I've noticed in my area TVFool lists channels that do not exist and will not exist until February 2009, just because they regurgitate more of the data in the FCC database. It's interesting, but not accurate.


----------



## dahenny (Apr 16, 2007)

According to TVfool, I don't exist. Maybe that's why the sun rises at 2pm & sets at 4pm.


----------



## jgurley (Feb 1, 2005)

I've been to Boone (nice place) so unless you're on top of a mountain with an antenna the size of you house, OTA is only a prayer. Did you try your coordinates? And does antennaweb show that you exist?


----------



## deweybroncos (Jun 15, 2007)

Great info! thanks


----------



## dahenny (Apr 16, 2007)

jgurley said:


> I've been to Boone (nice place) so unless you're on top of a mountain with an antenna the size of you house, OTA is only a prayer. Did you try your coordinates? And does antennaweb show that you exist?

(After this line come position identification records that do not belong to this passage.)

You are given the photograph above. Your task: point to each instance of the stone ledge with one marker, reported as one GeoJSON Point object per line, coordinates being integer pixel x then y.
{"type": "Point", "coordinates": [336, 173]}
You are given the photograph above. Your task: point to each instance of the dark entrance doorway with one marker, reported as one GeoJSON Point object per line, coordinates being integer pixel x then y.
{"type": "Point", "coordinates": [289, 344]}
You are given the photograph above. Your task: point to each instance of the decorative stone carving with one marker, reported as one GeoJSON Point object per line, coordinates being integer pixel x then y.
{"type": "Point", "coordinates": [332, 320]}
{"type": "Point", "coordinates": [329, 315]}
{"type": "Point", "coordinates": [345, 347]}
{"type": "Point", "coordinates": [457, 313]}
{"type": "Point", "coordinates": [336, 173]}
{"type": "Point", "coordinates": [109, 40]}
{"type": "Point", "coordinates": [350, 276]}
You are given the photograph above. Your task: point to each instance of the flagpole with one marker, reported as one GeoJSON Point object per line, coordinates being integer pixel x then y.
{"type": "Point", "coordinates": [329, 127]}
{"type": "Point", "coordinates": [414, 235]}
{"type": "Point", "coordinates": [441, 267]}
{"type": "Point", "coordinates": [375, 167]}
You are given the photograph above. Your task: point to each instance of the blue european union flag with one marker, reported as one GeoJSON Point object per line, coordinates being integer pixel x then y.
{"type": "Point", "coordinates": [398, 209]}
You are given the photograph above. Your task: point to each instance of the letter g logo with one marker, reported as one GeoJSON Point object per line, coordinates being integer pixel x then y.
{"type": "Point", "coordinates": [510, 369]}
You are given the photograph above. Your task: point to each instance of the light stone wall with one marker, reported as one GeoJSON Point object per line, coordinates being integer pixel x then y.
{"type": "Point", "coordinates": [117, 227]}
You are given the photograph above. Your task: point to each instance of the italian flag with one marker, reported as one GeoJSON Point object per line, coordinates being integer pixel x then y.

antennaweb does show my existence, but they don't have a clue about my particular topography. I'm less than 20 miles from the Tri-cities towers in TN, but because I am 500 ft below the ridgeline between me & them, I can't even get analog, much less DT.

The weird thing is, I get DT's from the Greensboro market. 2 channels, 45.1 and 20.1 are locked in most of the time.


----------



## jgurley (Feb 1, 2005)

dahenny said:


> antennaweb does show my existence, but they don't have a clue about my particular topography. I'm less than 20 miles from the Tri-cities towers in TN, but because I am 500 ft below the ridgeline between me & them, I can't even get analog, much less DT.
> 
> The weird thing is, I get DT's from the Greensboro market. 2 channels, 45.1 and 20.1 are locked in most of the time.


You and I have one thing in common; we both live in the mountains where OTA is hit and miss at best. On TV Fool I entered the coordinates for Boone (Latitude: 36.220364/Longitude: -81.686965) and it doesn't show your Greensboro stations at all.

For me the reverse is true. TV Fool shows at total of 12 DT stations, several of which I've never heard. Antennaweb only shows 4 stations and one of those is a very, very weak powered one I'd didn't know about and can't receive.

The weird thing for me is that I have one cluster of stations only 7 miles to the west and cannot pick up Fox regardless of many efforts. The others there come in fine. Two other networks (ABC & CW) are 25 miles east and they are my strongest signals. Go figure.

What I liked about TV Fool is that it showed all the DTs in my area together with lots of info antennaweb doesn't have. Unfortunately all this info didn't help me with my Fox situation, but it is interesting to see.


----------